# Pudding Hard Sauce



## dicklaxt (Aug 12, 2007)

My Mother used to make a Hard Sauce that she served over hot Bread Pudding and/or Gingerbread.

It had the color and clarity of a good Bourbon Whiskey and the consistency was that similar to hot honey,maybe a bit thinner. I know she cooked it in a double boiler and the base ingredient was Apple Cider or Apple Vinegar. I sure wish I had some right now but don't have the foggiest of how to put it together with any and all other unknown ingredients,


In your cooking world have you ever run across this or maybe have access to a place it may be found,,,,,,,the area was lower Central Michigan but the recipe was probably one of her own so that may not be much help.

I remember this from my boyhood in the 1940's so it's been a while since I had any.
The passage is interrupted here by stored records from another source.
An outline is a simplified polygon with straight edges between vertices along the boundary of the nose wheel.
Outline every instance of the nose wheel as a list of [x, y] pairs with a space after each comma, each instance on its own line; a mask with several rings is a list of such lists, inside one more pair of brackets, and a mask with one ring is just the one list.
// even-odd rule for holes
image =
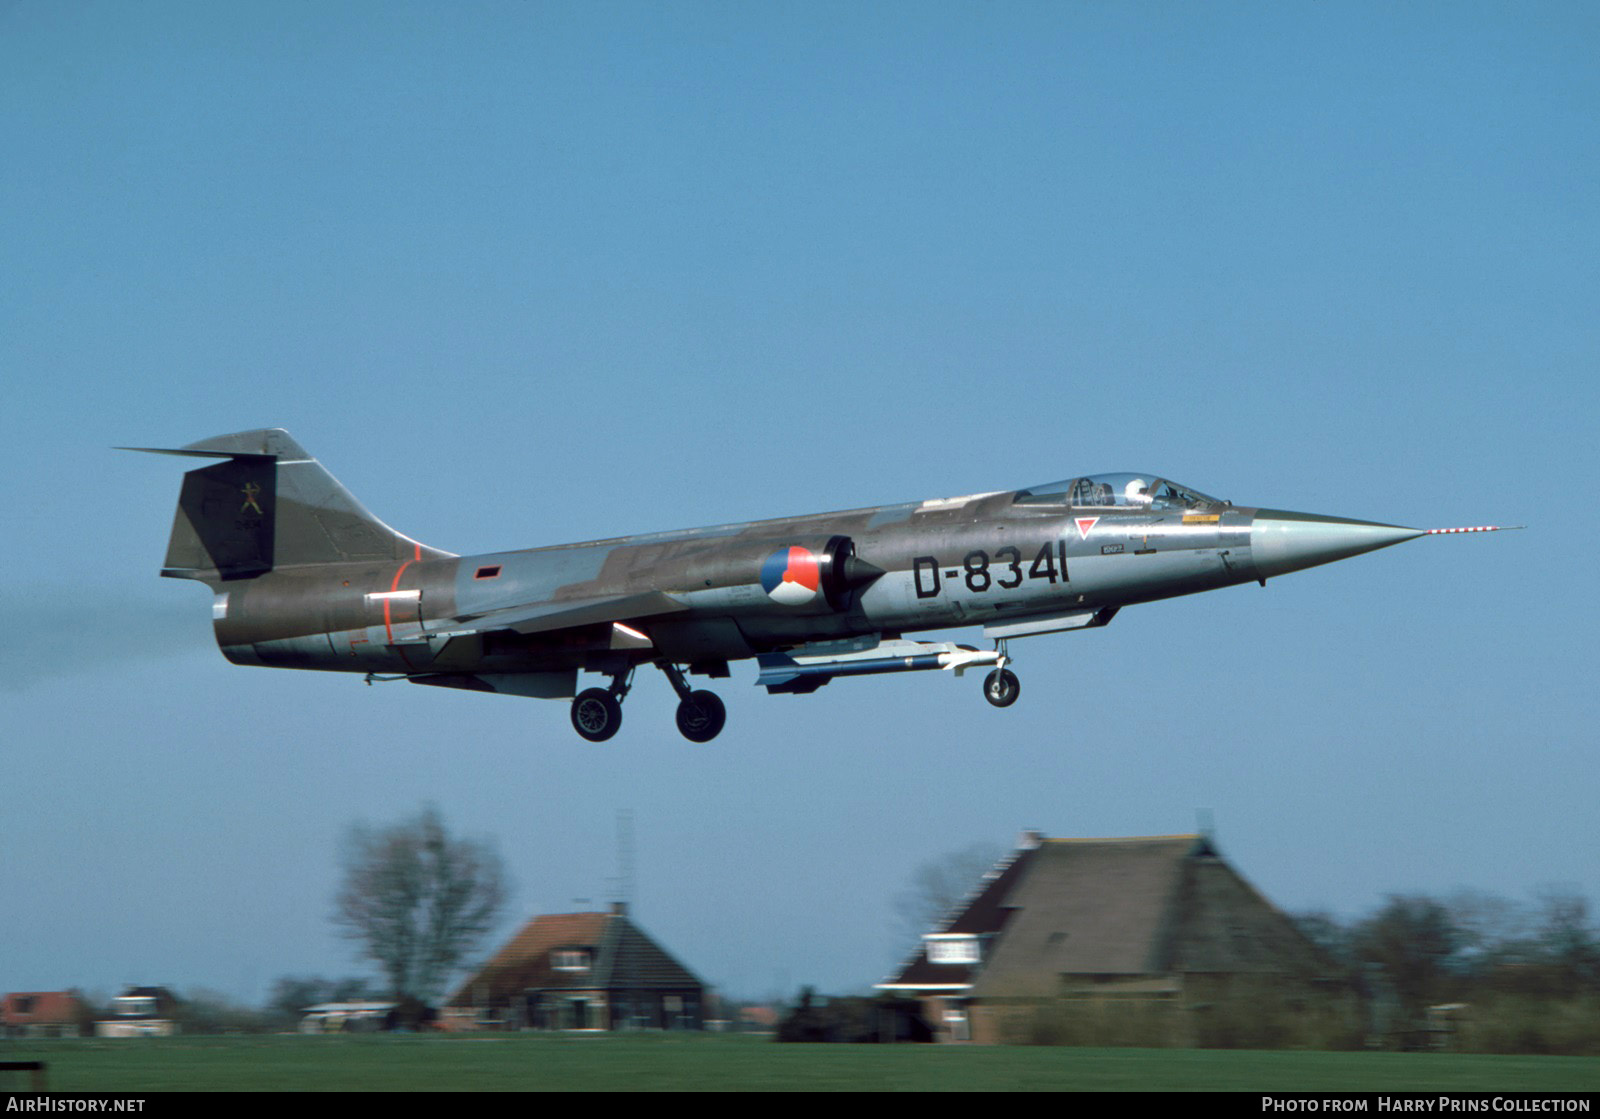
[[1010, 707], [1022, 694], [1022, 682], [1009, 668], [997, 668], [983, 679], [983, 698], [996, 707]]
[[1022, 694], [1022, 682], [1017, 679], [1015, 672], [1006, 667], [1011, 663], [1011, 658], [1006, 655], [1006, 643], [996, 641], [994, 648], [1000, 654], [1000, 663], [983, 678], [983, 698], [995, 707], [1010, 707]]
Please e mail me if you have a lead on this recipe

dick


----------



## Katie H (Aug 12, 2007)

Hi, dick.  Welcome to DC.

Have you tried a Google search for "hard sauce" recipes?  You will probably come up with quite a few to choose from.  Also, you might want to check out epicurious.com and see if they have any recipes that you might like.  There are also other recipe sites like allrecipes.com and recipezaar.com that you might search.

Hang in there.  The answers will come.  We have so many members here, surely there will be one who can help you.  We're glad you've found us.


----------



## dicklaxt (Aug 12, 2007)

Thanks but no,,,,,,,,,,,,,,,

I'm not lookimg for just any recipe I'm looking for a certain one. I may have found it ,got it from my sister but not sure it is it but will try it this week.She said once before she didn't have it so I'm not quite sure but it does sound possible from the ingredients in the mix.

dick


----------



## dicklaxt (Aug 19, 2007)

Here's that recipe if anyone is interested.

1/2 CUP WHITE GRANULATED SUGAR
2/3 C. WATER
1/4 C. CIDER VINEGAR
1 TABLESPOON MOLASSES
1/8 TEASPOON SALT OR LESS
1/8 TEASPOON CINNAMON
1/8 TEASPOON NUTMEG

BOIL UP UNTIL ITS LIKE A SYRUP-COOK ABOUT 15 MINUTES MEDIUM HEAT-STIRRING OFTEN, THEN ADD:

4 TABLESPOONS BUTTER
1 TABLESPOON REAL VANILLA OR VANILLA EXTRACT
 
THIS WILL MAKE 6 TO 8 SERVINGS,MAYBE10

SERVE WARM OVER BREAD PUDDING , GINGERBREAD OR APPLE CAKE


----------